Fig. 1. The block diagram of the close-loop control of a quantum sensor system. The open-loop transfer function of the oscillator is denoted by G. A second order filter F with filter time constant τ is applied to suppress high frequency noise. A PI-controller C is used to adjust the output frequency ω_o so as to trace the variation of the input frequency ω_i. The control parameter K_p represents the proportional term and K_i stands for the integral term. The quantum phase white noise Δϕ will be a disturbance to the output of the PI-controller. Finally, the phase shift ϕ is the output of the sensor, followed by the high-frequency-noise-filtered phase shift ϕ∼.

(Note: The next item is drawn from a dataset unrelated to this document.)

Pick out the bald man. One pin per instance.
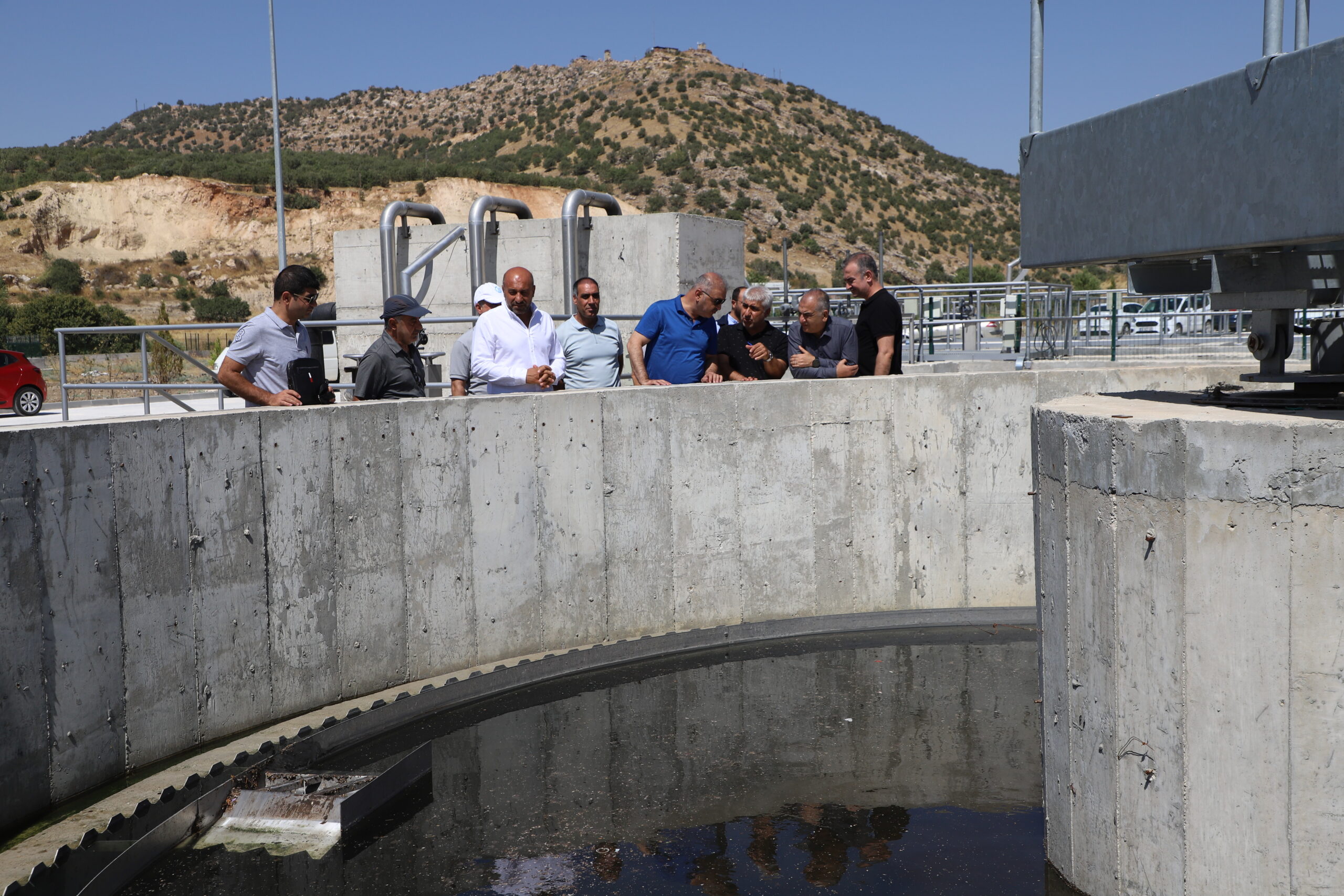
(678, 339)
(515, 349)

Fig. 2. Schematic diagram of bandwidth improvement by PID feedback. These curves are depicted in the log–log coordinates, where A(n)(ω¯) and A(d)(ω¯) represent the numerator and denominator of A∼(ω¯), respectively. The numbers +2 and +4 indicate that the terms proportional to ω¯2 and ω¯4 are dominant in those frequency intervals. The number –2 indicates that the functions decay as 1/ω¯2 in those frequency intervals.

Fig. 3. Demonstrations of the resonant and non-resonant behaviors of the close-loop frequency responses A_close(ω). The black curve represent the regime k_i ≪ k_p, while the red curve present resonant behavior with ki>kic. In this graph, k_p = 100 and k_i = (1 + k_p)².

Fig. 4. Comparisons of frequency responses with filter F present or not. The black curve represents the frequency response of the open-loop system G. The pink and green curves describe the close-loop frequency responses of Φ₁(s) = CGF/(1 + CGF) and Φ₂(s) = CG/(1 + CG) when the filter F is present or not, respectively. The blue and red curves correspond to the frequency responses of A₁(s) = CF/(1 + CGF) and A₂(s) = A(s), respectively. The parameters used in this graph are T₂ = 10 s, τ = 10⁻⁴ s, k_p = 1000 and k_i = 100.

Fig. 5. (a) The block diagram of the noise transfer. The noise Δϕ(s), which is here the Laplace transformation of Δϕ(t), causes a output frequency fluctuation in the PI controller, as represented by ω_n(s) in the above diagram. (b) The power spectral density Sn1/2(ω) of the noise output ω_n(t). The red curve is depicted with k_p = 2000, which is twice over that of the black one. Other parameters used are k_i = 100, T₂ = 10 s, τ/T₂ = 10⁻⁵, and T₂g = 10³.